In the short-term the market is a voting machine, in the long-term, a weighing one.
Twice each month a list of NASDAQ companies with the largest short interest is published. The most recent list had Sirius XM Radio (SIRI) in the number 1 slot, a somewhat dubious distinction. The company has been at or near the top of that list for quite a while.
This leadership position, rather than raising concerns, sparks articles telling investors that this is wonderful news and that an impending short squeeze will send the shares to new all time highs. Who is correct? Those un-American shorts that have the temerity to vote against Sirius XM, or authors that are looking for a large short position to fuel a rally? Perhaps both are correct, and perhaps neither. The more important issue is whether or not investors should care.
Investing or Trading
If you are a buy and hold investor in Sirius XM, have bought into the fundamentals of the company and have a multi-year time horizon, you are going to let the market act as a weighing machine. You shouldn't care too much about the size of the short position, whether it is increasing or decreasing in the number shares shorted, the percentage changes in the short position or the number of days to cover. It's just noise, and even if there is a short squeeze that drives the share prices higher, it should not represent a permanent change in the price.
The market is constantly voting on the value of a company. We do that each time we make a decision to buy or sell. Temporary disruptions caused by a quick exodus of short sellers choosing to cover are just that - temporary. The value of the company has not changed. It bears repeating - the price of the stock may have changed, but not the value of the company.
Not all investors are strictly buy and hold. They are constantly reassessing the value of the company. In the case of Sirius XM, they look not only at the metrics that the company publishes each quarter, but also the level of new vehicle sales, the macro-economic environment that can influence those vehicle sales, the competitive landscape, etc. They may choose to sell, rather than wait to find out if perceived threats become reality, or, they may choose to add if there are perceived opportunities.
If a short squeeze drives the share price above what these investors perceive as fair value, they may choose to sell, then wait on the sidelines for the price to decline to fair value or wait until the fundamentals have improved to the point where that fair value catches up to the share price. Or, they may just go off to a different investment.
Both sets of investors should consider that short sellers are looking at similar data, valuing the company and arriving at very different valuations. When there are 370,368,894 shares sold short, and that number has risen 9% in the past two weeks, and it represents more than 11% of the non-Liberty Media (LMCA) common shares of Sirius XM, it is certainly worth considering what the shorts might see that the investors who are long don't see or choose to ignore.
Traders have different objectives than longer term investors. They are looking to make money on near term movements in the share price and traders that are long have the most to gain from a rapid upward move in the share price caused by a short squeeze.
What might the shorts see?
There are a host of issues that could affect the price of Sirius XM. The company is searching for a permanent CEO, investors are waiting for 2012 subscriber results and looking for 2013 guidance. There will be the FCC decision on the Liberty application for de jure control of Sirius XM. The shorts are betting that one or more of these events will disappoint investors and drive the share price lower. Or, maybe they see the potential selling pressure from the 7% Exchangeable Notes and its potential dilution.
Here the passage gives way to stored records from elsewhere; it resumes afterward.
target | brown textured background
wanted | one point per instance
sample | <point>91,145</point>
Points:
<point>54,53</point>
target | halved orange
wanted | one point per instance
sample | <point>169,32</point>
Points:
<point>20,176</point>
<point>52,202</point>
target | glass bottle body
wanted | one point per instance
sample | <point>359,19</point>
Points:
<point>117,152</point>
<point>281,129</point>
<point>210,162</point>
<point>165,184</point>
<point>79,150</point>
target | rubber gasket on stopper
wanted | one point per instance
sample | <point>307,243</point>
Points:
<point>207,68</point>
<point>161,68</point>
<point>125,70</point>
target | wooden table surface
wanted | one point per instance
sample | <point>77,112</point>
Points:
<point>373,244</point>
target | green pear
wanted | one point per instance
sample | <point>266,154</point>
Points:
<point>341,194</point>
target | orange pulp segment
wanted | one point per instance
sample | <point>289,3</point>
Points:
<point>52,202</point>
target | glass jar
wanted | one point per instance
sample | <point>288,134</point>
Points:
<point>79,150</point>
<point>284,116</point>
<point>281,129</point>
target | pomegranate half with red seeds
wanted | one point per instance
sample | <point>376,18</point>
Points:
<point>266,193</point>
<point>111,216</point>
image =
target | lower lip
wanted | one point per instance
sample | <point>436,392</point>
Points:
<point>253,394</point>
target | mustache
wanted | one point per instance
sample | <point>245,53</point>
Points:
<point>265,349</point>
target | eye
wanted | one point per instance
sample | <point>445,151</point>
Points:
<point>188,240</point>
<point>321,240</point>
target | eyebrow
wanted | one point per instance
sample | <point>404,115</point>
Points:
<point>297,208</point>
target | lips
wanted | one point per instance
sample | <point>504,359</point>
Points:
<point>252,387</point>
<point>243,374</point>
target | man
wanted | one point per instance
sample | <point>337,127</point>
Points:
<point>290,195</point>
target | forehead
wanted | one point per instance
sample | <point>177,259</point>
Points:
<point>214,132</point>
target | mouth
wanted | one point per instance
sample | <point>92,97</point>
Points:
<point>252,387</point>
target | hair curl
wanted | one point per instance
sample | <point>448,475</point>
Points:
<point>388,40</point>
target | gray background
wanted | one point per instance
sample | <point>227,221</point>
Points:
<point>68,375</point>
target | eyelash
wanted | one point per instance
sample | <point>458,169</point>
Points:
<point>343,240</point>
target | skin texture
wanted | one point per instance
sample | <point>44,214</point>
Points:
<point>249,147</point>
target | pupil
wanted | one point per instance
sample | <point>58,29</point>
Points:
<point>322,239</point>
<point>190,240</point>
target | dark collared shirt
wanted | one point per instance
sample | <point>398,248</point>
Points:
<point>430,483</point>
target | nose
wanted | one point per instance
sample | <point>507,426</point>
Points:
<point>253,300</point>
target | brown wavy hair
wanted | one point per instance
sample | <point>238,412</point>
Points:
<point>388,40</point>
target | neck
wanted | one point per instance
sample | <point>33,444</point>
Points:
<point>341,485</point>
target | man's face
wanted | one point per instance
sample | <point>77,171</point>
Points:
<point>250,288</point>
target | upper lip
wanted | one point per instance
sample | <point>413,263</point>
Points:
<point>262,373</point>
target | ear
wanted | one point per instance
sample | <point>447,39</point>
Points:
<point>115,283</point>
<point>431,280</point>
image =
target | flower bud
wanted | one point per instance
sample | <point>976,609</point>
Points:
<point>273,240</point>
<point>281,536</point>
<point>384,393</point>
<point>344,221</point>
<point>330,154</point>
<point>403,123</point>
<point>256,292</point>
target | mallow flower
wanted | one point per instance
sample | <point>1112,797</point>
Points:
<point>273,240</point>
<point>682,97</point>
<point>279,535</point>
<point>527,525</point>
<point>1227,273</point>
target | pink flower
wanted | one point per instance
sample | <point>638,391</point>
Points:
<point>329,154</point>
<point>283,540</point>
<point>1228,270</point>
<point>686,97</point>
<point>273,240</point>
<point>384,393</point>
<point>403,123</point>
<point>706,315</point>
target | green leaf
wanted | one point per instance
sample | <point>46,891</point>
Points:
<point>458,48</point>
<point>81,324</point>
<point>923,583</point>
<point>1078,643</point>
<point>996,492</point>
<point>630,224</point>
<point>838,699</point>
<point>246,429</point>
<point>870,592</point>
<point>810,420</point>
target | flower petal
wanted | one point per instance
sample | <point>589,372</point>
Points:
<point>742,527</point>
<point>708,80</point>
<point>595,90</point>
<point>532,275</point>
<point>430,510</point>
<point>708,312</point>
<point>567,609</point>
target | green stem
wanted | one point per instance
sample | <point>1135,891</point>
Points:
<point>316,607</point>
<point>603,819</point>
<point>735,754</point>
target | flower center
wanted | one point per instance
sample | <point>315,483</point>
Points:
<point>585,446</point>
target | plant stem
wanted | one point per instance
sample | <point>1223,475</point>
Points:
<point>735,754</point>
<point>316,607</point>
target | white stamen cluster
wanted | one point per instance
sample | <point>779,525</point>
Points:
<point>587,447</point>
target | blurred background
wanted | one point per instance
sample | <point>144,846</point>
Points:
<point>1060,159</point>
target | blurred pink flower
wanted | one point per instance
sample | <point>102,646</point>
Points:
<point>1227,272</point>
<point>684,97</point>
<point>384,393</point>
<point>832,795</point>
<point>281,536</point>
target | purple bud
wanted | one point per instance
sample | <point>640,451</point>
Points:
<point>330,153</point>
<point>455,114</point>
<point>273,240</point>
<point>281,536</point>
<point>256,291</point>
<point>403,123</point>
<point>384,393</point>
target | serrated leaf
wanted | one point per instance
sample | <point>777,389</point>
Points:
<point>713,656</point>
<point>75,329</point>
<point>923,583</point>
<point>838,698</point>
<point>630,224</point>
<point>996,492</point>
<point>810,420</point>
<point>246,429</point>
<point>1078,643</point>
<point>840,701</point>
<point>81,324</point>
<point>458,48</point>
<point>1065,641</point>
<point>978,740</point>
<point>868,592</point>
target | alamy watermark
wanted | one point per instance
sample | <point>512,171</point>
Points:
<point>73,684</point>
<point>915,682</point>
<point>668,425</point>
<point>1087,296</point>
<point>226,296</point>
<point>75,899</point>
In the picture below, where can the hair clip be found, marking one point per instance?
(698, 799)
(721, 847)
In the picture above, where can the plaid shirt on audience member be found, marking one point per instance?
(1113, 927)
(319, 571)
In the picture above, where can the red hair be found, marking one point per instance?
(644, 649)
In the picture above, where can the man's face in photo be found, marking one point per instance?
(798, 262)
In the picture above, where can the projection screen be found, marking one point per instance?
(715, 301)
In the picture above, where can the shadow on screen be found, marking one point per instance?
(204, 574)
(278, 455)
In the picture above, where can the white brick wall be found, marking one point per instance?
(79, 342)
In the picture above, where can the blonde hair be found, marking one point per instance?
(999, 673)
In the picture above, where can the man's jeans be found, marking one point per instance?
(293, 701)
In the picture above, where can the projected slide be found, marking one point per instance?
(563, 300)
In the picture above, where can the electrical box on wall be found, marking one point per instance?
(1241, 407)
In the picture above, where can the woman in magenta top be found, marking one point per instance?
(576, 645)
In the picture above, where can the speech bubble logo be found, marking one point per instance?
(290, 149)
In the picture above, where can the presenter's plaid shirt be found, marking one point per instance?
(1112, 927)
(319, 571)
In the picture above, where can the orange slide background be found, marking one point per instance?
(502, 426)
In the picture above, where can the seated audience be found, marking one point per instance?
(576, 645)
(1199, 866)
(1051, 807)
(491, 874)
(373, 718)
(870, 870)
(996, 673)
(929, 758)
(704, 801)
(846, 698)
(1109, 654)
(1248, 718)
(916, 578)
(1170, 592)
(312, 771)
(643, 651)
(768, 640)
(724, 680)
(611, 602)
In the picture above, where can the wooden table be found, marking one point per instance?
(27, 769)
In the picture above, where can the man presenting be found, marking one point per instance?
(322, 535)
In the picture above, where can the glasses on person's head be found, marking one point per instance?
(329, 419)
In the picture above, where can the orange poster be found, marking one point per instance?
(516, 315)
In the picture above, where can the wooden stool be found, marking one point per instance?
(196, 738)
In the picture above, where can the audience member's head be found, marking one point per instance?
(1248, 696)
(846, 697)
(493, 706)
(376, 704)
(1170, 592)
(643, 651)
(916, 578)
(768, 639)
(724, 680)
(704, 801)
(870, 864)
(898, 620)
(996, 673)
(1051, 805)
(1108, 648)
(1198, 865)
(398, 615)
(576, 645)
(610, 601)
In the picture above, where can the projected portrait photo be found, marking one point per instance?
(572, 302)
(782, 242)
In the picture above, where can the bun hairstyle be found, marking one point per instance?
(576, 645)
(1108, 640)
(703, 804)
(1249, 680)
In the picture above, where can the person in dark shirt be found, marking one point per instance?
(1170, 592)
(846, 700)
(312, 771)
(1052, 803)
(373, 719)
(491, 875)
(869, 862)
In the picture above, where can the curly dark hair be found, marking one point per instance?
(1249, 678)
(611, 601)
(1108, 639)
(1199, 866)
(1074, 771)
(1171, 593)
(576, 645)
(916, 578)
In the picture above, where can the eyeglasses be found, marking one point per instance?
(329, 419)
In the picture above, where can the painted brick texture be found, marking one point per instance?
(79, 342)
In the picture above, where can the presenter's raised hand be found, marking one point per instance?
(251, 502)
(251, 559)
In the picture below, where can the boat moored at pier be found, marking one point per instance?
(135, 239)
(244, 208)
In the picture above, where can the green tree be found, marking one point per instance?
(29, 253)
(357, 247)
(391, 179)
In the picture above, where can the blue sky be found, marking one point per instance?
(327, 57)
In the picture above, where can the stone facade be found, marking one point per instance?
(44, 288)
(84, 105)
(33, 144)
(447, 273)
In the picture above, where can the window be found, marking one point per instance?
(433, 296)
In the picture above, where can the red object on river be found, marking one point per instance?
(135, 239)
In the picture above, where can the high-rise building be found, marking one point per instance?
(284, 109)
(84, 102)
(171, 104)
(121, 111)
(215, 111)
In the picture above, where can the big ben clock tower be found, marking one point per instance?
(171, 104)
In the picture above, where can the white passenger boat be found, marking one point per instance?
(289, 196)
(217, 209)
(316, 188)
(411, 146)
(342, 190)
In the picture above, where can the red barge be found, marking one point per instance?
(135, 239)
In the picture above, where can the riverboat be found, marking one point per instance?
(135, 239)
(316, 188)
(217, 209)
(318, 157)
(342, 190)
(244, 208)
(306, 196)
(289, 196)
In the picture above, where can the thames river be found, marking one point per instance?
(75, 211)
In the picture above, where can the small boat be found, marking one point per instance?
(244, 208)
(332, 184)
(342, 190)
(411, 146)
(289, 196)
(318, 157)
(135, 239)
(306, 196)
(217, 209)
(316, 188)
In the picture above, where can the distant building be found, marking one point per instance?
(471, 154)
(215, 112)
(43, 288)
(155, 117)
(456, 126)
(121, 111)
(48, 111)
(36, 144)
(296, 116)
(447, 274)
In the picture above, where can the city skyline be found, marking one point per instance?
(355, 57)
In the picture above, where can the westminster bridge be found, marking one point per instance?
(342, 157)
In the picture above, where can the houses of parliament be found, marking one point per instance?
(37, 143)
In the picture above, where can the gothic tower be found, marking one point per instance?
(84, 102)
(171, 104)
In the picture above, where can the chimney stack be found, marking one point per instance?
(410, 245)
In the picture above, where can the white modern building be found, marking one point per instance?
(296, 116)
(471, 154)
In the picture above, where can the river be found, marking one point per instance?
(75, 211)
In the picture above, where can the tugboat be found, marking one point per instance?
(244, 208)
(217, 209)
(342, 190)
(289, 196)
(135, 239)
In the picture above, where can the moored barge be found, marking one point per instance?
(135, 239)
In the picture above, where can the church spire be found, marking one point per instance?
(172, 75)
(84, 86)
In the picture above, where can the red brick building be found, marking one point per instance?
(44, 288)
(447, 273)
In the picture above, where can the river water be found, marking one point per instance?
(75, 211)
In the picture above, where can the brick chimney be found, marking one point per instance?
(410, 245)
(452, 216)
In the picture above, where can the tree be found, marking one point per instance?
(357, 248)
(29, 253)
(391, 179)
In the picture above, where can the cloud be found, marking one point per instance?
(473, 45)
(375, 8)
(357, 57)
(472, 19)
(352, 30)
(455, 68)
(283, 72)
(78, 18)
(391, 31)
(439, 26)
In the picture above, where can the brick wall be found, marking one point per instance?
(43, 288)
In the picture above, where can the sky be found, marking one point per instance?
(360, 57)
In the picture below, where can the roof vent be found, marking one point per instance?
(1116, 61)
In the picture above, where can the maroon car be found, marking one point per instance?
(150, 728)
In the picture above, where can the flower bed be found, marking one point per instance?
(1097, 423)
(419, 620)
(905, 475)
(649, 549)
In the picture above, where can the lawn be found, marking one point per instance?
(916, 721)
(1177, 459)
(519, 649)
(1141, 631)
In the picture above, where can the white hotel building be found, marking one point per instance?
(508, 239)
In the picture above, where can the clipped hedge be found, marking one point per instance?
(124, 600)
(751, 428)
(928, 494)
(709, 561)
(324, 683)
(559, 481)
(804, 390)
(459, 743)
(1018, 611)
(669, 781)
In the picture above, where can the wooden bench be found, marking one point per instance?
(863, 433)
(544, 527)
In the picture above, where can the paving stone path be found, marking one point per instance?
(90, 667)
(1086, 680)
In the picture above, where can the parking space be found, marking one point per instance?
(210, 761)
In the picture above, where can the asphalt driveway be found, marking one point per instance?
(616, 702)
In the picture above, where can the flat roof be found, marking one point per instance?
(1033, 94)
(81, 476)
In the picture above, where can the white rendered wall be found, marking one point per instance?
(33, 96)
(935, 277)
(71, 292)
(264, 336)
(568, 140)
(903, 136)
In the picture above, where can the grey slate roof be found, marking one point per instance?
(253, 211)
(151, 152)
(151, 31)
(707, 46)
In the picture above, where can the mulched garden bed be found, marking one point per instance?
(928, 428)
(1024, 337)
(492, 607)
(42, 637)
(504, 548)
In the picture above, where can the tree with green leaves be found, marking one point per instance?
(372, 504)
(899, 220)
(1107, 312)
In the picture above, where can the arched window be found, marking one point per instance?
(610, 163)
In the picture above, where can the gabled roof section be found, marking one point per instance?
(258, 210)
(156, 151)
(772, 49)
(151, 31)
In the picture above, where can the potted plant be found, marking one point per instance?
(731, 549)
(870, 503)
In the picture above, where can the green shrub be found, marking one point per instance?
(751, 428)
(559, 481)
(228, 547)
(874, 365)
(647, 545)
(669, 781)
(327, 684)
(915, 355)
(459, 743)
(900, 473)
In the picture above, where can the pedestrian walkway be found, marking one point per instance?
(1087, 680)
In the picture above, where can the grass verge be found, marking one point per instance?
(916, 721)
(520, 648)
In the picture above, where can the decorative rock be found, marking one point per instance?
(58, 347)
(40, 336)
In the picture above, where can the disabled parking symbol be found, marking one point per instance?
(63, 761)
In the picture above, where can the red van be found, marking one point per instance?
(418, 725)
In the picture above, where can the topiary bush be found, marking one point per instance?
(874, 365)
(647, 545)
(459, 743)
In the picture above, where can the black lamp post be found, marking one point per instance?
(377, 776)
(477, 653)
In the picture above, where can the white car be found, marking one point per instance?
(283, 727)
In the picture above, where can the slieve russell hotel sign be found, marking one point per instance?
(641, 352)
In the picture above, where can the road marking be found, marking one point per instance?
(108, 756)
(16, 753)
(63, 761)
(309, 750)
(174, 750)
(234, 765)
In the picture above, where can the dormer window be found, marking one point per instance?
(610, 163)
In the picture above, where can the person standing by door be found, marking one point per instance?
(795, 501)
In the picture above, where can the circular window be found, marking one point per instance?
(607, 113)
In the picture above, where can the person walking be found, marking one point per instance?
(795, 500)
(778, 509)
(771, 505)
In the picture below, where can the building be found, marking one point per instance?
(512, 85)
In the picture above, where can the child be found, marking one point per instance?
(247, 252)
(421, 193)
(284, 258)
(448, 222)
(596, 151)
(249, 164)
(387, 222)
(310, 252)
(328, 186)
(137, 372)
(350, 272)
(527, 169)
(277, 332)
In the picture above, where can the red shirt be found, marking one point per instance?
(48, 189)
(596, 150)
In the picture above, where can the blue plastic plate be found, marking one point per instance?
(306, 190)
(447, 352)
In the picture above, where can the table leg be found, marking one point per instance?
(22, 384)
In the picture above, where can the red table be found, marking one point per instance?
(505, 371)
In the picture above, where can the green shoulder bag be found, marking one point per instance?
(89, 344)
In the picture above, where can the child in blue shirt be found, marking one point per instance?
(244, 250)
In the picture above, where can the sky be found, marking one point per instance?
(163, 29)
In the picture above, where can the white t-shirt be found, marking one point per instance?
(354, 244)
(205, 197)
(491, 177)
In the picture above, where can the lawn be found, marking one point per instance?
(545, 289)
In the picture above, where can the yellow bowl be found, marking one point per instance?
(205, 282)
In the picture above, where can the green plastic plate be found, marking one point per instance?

It has been speculated that much of the short position is part of a hedging strategy by holders of these Notes. These Notes can be converted at a premium into more than 300 million common shares of Sirius XM, and upon a change of control, many Note holders may choose to convert. If the Note holders also have a short position, the 370 million share short position could be greatly reduced, and there would be no meaningful squeeze.
Or, for those with unhedged positions, they may simply convert, and sell their shares. If that happens, the sudden selling pressure could provide an opportunity for the shorts to cover at lower prices, and again, the squeeze is averted.
The motives or time horizons of the short sellers is not at all clear, and it is not a given that a large short position will cause a short squeeze and a jump in the share price. Even if it does, there is little reason to believe that the effect will be sustained.
Traders may choose to vote against the shorts, hoping for a squeeze. Or they could choose to vote with the shorts and join them. Investors should just weigh the prospects of the company, consider their investment horizon and decide whether the share price reflects fair value of the company.
The large short position might just be background noise, and investors hoping for a sustained upward move in the price from a potential squeeze could be disappointed.
Additional disclosure: I have $3 January 2013 covered calls against most of my SIRI position. I also have a variety of other covered call positions. I may initiate (or close) a buy stock/sell option position in SIRI discussed in a recent article at any time. Also, in addition to long-term holdings, I have recently begun day trading 10,000 share blocks of SIRI and may continue to do so.